Rendering of ‘Current: LA River’ in Los Angeles (image courtesy Bloomberg Philanthropies)
On Tuesday Bloomberg Philanthropies, a foundation established by media billionaire and former New York City Mayor Michael Bloomberg, named Gary, Indiana, Los Angeles, Spartanburg, South Carolina, and the cities of Albany, Schenectady, and Troy in New York state as the recipients of its inaugural Public Art Challenge grants. The grants, which mayors of any US city with more than 30,000 residents could apply for, will provide up to $1 million toward the realization of each project over the next two years. The grants are intended to catalyze the public art projects, covering some of their preparatory and execution costs, but not all expenses.
The two most prominent motifs in the winning projects are the reuse of abandoned buildings or derelict urban spaces, and light. Both are present in the most large-scale of the four projects, artist Adam Frelin and architect Barbara Nelson’s Breathing Lights, which will involve the illumination of the street-facing windows in some 300 vacant and abandoned houses in Albany, Schenectady, and Troy.
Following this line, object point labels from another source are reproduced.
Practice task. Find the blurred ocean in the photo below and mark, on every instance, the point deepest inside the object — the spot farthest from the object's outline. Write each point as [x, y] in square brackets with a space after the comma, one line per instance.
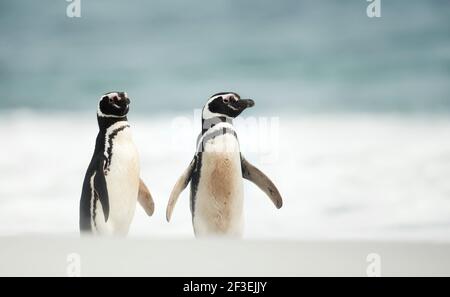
[290, 55]
[352, 112]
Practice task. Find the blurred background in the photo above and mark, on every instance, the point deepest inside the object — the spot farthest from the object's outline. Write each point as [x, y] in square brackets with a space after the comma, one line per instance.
[352, 111]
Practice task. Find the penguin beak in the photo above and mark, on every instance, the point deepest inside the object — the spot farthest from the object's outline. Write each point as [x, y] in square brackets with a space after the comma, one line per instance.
[249, 102]
[245, 103]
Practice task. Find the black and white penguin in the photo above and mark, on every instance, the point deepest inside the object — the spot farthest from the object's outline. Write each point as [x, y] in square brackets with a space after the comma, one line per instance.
[216, 172]
[112, 184]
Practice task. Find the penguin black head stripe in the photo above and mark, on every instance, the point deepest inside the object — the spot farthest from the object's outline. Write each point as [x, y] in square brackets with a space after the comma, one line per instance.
[114, 105]
[226, 104]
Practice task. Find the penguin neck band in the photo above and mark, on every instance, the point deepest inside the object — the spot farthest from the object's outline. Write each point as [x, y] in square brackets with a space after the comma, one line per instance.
[106, 122]
[209, 123]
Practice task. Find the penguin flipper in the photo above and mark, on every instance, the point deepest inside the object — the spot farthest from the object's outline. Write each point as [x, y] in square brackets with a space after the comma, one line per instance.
[101, 189]
[181, 184]
[256, 176]
[145, 199]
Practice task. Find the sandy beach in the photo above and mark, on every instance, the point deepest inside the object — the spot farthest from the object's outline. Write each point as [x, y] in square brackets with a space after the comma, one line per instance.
[58, 256]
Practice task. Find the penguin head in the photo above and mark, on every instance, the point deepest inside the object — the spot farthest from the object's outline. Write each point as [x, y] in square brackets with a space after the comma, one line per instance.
[114, 104]
[226, 104]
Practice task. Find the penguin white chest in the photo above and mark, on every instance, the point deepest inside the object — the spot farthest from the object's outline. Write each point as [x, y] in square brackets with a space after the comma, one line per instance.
[122, 179]
[219, 199]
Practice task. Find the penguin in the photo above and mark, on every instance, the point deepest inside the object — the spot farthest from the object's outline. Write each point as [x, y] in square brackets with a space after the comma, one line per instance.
[217, 171]
[112, 185]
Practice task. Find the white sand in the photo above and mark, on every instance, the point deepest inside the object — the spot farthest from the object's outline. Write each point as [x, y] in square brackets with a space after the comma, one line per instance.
[53, 256]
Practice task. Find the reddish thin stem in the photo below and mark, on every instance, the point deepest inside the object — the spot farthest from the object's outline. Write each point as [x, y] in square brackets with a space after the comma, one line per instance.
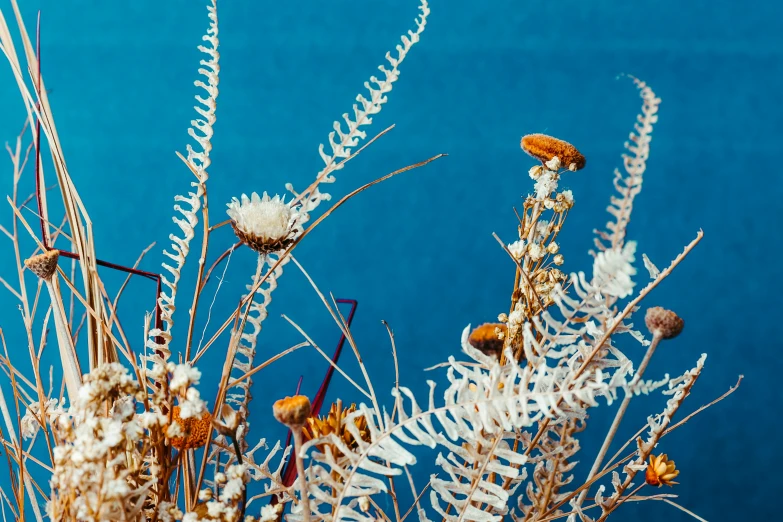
[289, 475]
[39, 198]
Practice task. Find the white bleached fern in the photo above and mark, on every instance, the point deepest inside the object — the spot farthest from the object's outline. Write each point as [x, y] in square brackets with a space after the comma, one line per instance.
[484, 406]
[341, 142]
[629, 185]
[188, 206]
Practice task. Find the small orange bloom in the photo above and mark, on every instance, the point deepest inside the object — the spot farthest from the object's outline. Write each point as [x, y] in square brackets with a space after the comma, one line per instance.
[545, 148]
[485, 339]
[661, 471]
[197, 430]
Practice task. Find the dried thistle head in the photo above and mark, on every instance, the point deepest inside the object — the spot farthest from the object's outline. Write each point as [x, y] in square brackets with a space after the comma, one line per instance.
[663, 323]
[661, 471]
[264, 224]
[292, 411]
[196, 430]
[488, 338]
[334, 423]
[545, 148]
[43, 265]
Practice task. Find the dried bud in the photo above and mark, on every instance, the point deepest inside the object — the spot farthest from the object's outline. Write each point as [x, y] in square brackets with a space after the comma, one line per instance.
[485, 338]
[43, 265]
[663, 323]
[292, 411]
[545, 148]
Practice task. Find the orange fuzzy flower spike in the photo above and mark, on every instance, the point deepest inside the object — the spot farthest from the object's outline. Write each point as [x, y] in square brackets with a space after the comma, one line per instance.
[661, 471]
[545, 148]
[197, 430]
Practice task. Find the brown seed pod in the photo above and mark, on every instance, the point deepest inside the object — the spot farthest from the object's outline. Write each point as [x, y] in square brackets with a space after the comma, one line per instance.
[485, 339]
[43, 265]
[196, 429]
[260, 244]
[663, 323]
[545, 148]
[292, 411]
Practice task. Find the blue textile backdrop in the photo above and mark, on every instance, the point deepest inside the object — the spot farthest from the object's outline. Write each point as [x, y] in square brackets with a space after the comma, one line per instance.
[417, 251]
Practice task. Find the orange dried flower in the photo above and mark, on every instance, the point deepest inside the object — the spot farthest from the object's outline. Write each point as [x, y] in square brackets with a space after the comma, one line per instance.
[43, 265]
[663, 323]
[292, 411]
[334, 422]
[545, 148]
[661, 471]
[196, 429]
[485, 338]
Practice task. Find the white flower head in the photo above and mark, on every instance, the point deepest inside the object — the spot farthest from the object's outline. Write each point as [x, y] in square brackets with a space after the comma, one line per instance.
[517, 249]
[264, 224]
[183, 376]
[546, 184]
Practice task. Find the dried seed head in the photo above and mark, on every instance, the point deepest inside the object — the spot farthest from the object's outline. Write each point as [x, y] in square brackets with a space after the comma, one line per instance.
[196, 430]
[485, 338]
[292, 411]
[43, 265]
[663, 323]
[545, 148]
[264, 224]
[661, 471]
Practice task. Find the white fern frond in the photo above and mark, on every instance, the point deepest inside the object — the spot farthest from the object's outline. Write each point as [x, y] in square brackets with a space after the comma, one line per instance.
[312, 198]
[343, 139]
[481, 405]
[629, 185]
[188, 206]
The slowly brightening and fading lights will create the impression that the buildings are breathing. In addition to the two- or three-month public illuminations, the project will conclude with “a regional summit on vacant homes and abandoned buildings to engage local residents, prospective buyers and investors, and policy makers,” which sounds a little like a gentrification strategy meeting, but will hopefully be a more enlightened gathering.
Another winning project that will turn a vacant building into a civic center — with the help of the artist whose practice revolves around such acts of urban reclamation, Theaster Gates — is Gary, Indiana’s ArtHouse: A Social Kitchen. In addition to three new artworks commissioned for the building, the project will be organized around a community kitchen and culinary institute. (The ArtHouse project also received a $650,000 grant from the Knight Foundation in March.) Also making adaptive reuse of undervalued urban spaces, the City of Los Angeles will put its Public Art Challenge grant money toward commissioning 15 new artworks as part of the city’s inaugural Public Art Biennial. Works will be installed at sites throughout the city that call attention to local environmental issues, including alongside the Los Angeles River. And lastly, another grantee of the luminescent persuasion is Seeing Spartanburg in a New Light, a project by artist Erwin Redl that will take place during National Night Out, an annual event aimed at improving relations between communities and their police departments. With the goal of improving public safety, Redl will create LED installations in city-owned spaces in five Spartanburg neighborhoods.
In all 237 municipalities submitted proposals for the Public Art Challenge grants, about half of them are in towns with fewer than 100,000 inhabitants. Visual art proposals accounted for the lion’s share (61%) of projects seeking Bloomberg Philanthropies grants, while 19% were multi-disciplinary, 17% incorporated digital media, and just 3% proposed performing arts projects.